From the Lakefront to Arlington Heights

Photo from

Danny Semenak

Since 1971 the Chicago Bears have called Soldier Field their home. Countless wins, losses, memories, and traditions are synonymous with the Bears organization and synonymous with Soldier Field. However, ownership has not been happy with the city’s treatment of the field and have proposed to Mayor Lightfoot their plans of leaving the city behind. 

In 2001, a $400 million reconstruction plan of Soldier Field was signed by Richard M. Daley. Bears fans were confident their team would stay at Soldier forever, but over the recent years the poor effort from the city on keeping the stadium up to terms has vastly affected the McCaskeys, who are longtime owners of the Bears, stance on the future of the franchise. On September 29, 2021, the Bears purchased the Arlington Heights racetrack for $197.2 million. Although the deal has not been fully closed, ownership has started to inform Arlington Park residents and Mayor Lightfoot about how they will not consider staying in Soldier Field. 

Bears ownership is having town hall meetings with the people of ArlingtonTed Phillips, President and CEO of Chicago Bears stressed to the community how serious the Bears are “we will not be discussing any other alternative sites, including renovations of Soldier Field” (Chicago Sun Times).

Over the past two years, the Bears organization has been seeking a solution for the deteriorating Soldier Field. The Bears do not own the stadium, which instead, belongs to the Chicago Park District. Soldier Field’s grass has been a main issue for years. The constant concerts and Chicago Fire games that happen at the stadium do the Bears no favors. In addition, fans have complained about the lack of accessibility for years. The lack of parking means fans have to pay extra to even get to the games. The city refuses to make changes, which has angered Bears ownership. A move to Arlington Heights would mean more accessibility. The 4 different highways means fans will have a less stressful commute to the stadium. Additionally, Bears ownership is very excited to make Arlington Heights a family friendly site. Their plans have been expressed to the local community, and the people of Arlington Heights are fully on board. The Bears organization hopes to give their fans a safe and positive experience while watching their team and believes moving to Arlington Heights will create a much better environment.

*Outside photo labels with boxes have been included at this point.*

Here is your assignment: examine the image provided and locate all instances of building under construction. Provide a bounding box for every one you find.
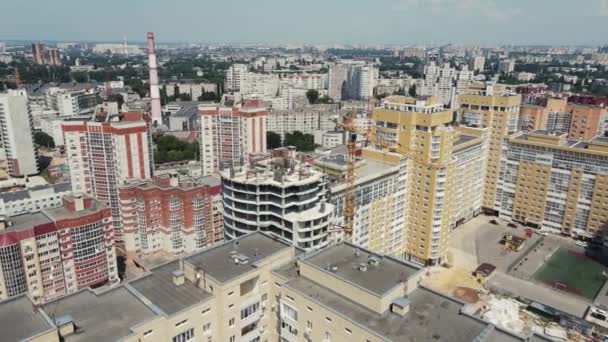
[220,148,334,249]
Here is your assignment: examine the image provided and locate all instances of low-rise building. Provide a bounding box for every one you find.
[0,196,119,303]
[0,182,72,217]
[0,233,548,342]
[119,173,224,257]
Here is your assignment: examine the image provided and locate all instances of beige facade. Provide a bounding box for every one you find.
[459,85,521,209]
[495,130,608,238]
[363,96,470,264]
[0,233,542,342]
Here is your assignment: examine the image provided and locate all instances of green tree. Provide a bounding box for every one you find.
[153,134,199,164]
[407,84,416,97]
[283,131,316,152]
[108,94,125,110]
[317,95,334,104]
[306,89,319,104]
[266,131,281,150]
[34,132,55,148]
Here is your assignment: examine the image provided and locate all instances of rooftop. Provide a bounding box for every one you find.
[43,286,157,342]
[129,260,211,315]
[0,295,54,341]
[454,134,479,146]
[173,103,198,118]
[43,198,108,221]
[302,243,420,296]
[1,212,53,233]
[284,277,498,342]
[184,232,291,283]
[0,182,72,202]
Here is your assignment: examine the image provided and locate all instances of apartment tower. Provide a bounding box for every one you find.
[63,112,152,241]
[199,100,267,175]
[459,85,521,212]
[0,90,38,177]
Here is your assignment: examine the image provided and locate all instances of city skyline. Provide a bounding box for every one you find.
[0,0,608,45]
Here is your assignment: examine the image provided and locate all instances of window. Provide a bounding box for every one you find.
[173,328,194,342]
[241,303,260,319]
[281,302,298,321]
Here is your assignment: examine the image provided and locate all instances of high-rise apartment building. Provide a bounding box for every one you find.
[314,151,408,258]
[266,104,345,137]
[224,64,249,93]
[32,43,61,66]
[199,99,267,175]
[120,173,224,257]
[498,59,515,74]
[471,56,486,71]
[221,148,334,250]
[329,64,348,101]
[0,233,548,342]
[458,85,521,211]
[0,196,119,303]
[0,90,38,177]
[495,130,608,238]
[567,104,608,140]
[363,96,486,264]
[63,112,152,240]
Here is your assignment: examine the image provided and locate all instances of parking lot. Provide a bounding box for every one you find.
[451,216,543,272]
[450,216,600,316]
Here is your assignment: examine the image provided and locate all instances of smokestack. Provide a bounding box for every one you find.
[148,32,163,125]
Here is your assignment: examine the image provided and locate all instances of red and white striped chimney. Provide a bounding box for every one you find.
[148,32,163,125]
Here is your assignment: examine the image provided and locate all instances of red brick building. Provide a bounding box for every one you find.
[0,196,119,302]
[120,174,224,257]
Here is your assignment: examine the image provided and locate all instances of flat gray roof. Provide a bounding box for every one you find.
[284,277,498,342]
[184,232,292,283]
[44,286,156,342]
[173,103,198,118]
[42,200,107,221]
[129,260,212,315]
[302,243,420,296]
[454,134,477,146]
[0,295,54,341]
[0,182,72,202]
[4,212,53,232]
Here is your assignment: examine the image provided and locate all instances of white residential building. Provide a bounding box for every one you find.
[0,182,72,217]
[221,148,334,250]
[63,112,152,240]
[0,90,39,177]
[199,100,267,176]
[224,64,249,93]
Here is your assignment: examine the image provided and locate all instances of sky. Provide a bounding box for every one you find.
[0,0,608,45]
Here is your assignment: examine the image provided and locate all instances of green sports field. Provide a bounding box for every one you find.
[534,247,608,300]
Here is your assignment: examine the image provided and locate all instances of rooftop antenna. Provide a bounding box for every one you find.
[122,35,129,57]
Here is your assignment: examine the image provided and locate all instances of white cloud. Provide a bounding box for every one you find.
[392,0,524,21]
[595,0,608,17]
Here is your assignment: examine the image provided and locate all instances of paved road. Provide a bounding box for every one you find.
[485,271,589,317]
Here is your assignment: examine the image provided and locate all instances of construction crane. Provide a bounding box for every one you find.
[336,113,447,239]
[0,68,21,89]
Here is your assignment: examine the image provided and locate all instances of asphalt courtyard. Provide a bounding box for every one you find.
[450,216,590,317]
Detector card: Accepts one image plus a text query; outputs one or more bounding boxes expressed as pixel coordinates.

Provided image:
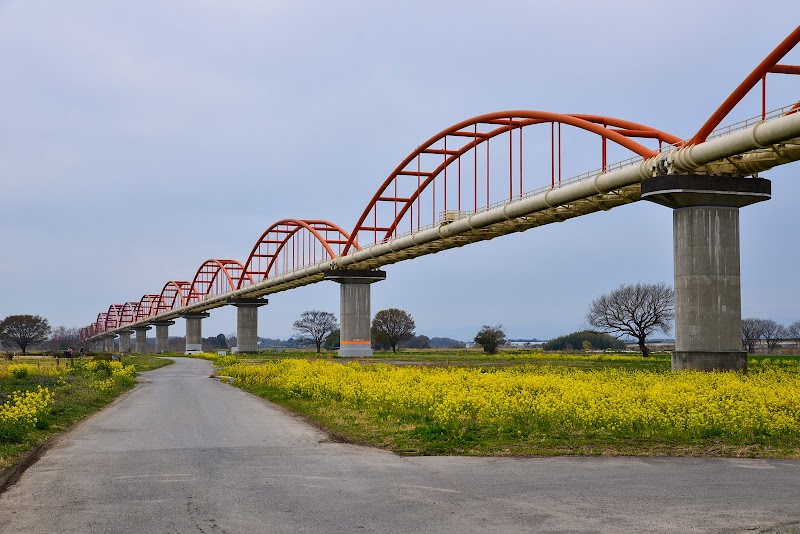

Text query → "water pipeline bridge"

Ignatius Junior Jon Blackman is very happy about the potential move to Arlington, “I love that the Bears will have full control of their land and stadium, although it will be difficult to move out of the city, it will be a very beneficial move for the franchise”. 

Bears fans are some of the most loyal and passionate fans when it comes to their team. The fans deserve to have a safe and positive experience while watching their team, moving to Arlington Heights will create a much better environment.